Stages of VC backed IPO performance

Wednesday, 15 October 2014: 10:00 AM
Nicholas Racculia, Ph.D. , Finance, Saint Vincent College, Latrobe, PA
Abstract: Among many institutional investors, there is anecdotal belief that early stage venture capital (VCs which invests in firms at their infancy) provides better returns for limited partner money than later stage venture capital (which initially invest in start-ups that are closer to acquisition or IPO).  Presumably, the VC provides managerial and operational expertise as well as much needed financing early and helps guide the start-up to a successful exit.

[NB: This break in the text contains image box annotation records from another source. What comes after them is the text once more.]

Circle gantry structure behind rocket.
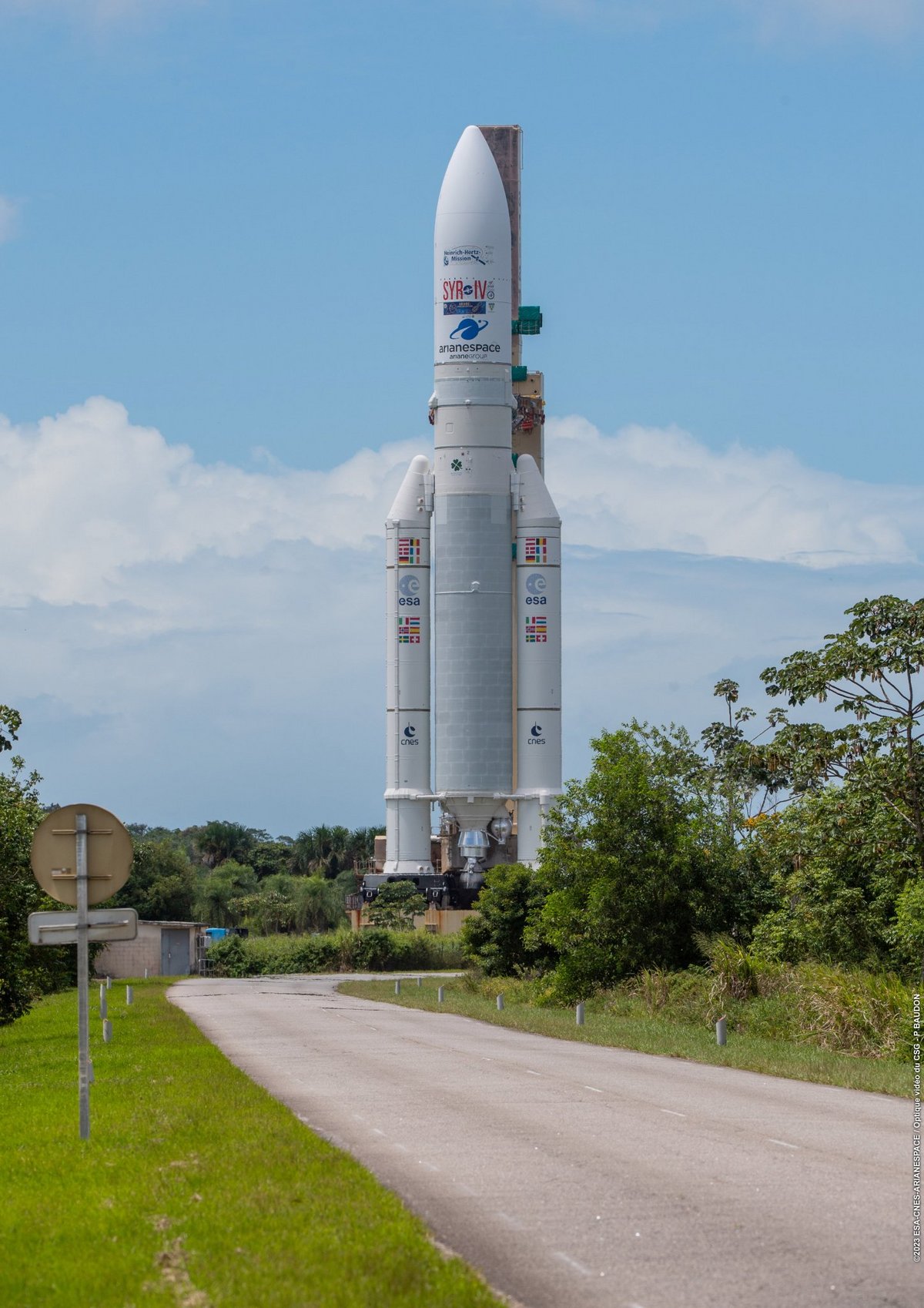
[363,127,561,907]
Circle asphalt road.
[170,976,924,1308]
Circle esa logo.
[397,573,421,609]
[527,573,545,604]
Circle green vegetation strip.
[0,981,500,1308]
[339,977,912,1096]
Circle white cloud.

Measuring venture capital performance is notoriously problematic.  Granular data are nearly impossible to obtain (industry level data are widely available but not terribly useful), difficult to work with and are full of reporting biases.  Objectively verifiable proxies are useful for getting around this problem.  In this study the public performance of venture-backed entrepreneurs tests if there is any truth to the belief that early stage venture capital provides better risk-adjusted returns than later stage VC money.

There will be two (closely related) test variables.  First early stage VC backed IPO survival is compared against survival from IPOs backed by VCs from all other stages.  The study conducts a similar test between single-stage VCs (early, middle, late) against the performance of entrepreneurs funded by VCs which invest across multiple stages.  The experiment will control for the size of the entrepreneur’s initial public offering, lagged industry performance, the current market for initial public offerings and the age of the entrepreneur at the time of its initial public offering. 

The data combine three well-known sources—CRSP, Compustat and Capital IQ.  CRSP collects the best return data on publicly traded securities.  Computstat houses the best database on characteristics of publicly traded firms.  Capital IQ is a vast, but underused, academically, source of information on privately traded firms, including venture capitalists.  This study uses a proprietary database which links the characteristics of the venture capitalist (Capital IQ) with characteristics of firms that eventually go public (Compustat) and the performance of these IPOs (CRSP).

The study uses survival analysis, specifically constructing a time-to-failure hazard  model (where failure delisting from a major stock exchange or acquisition.  It tests if entrepreneurs with early-stage VC backing survive longer than other VC-backed entrepreneurs.  A multivariate regression returns analysis will support the survival analysis.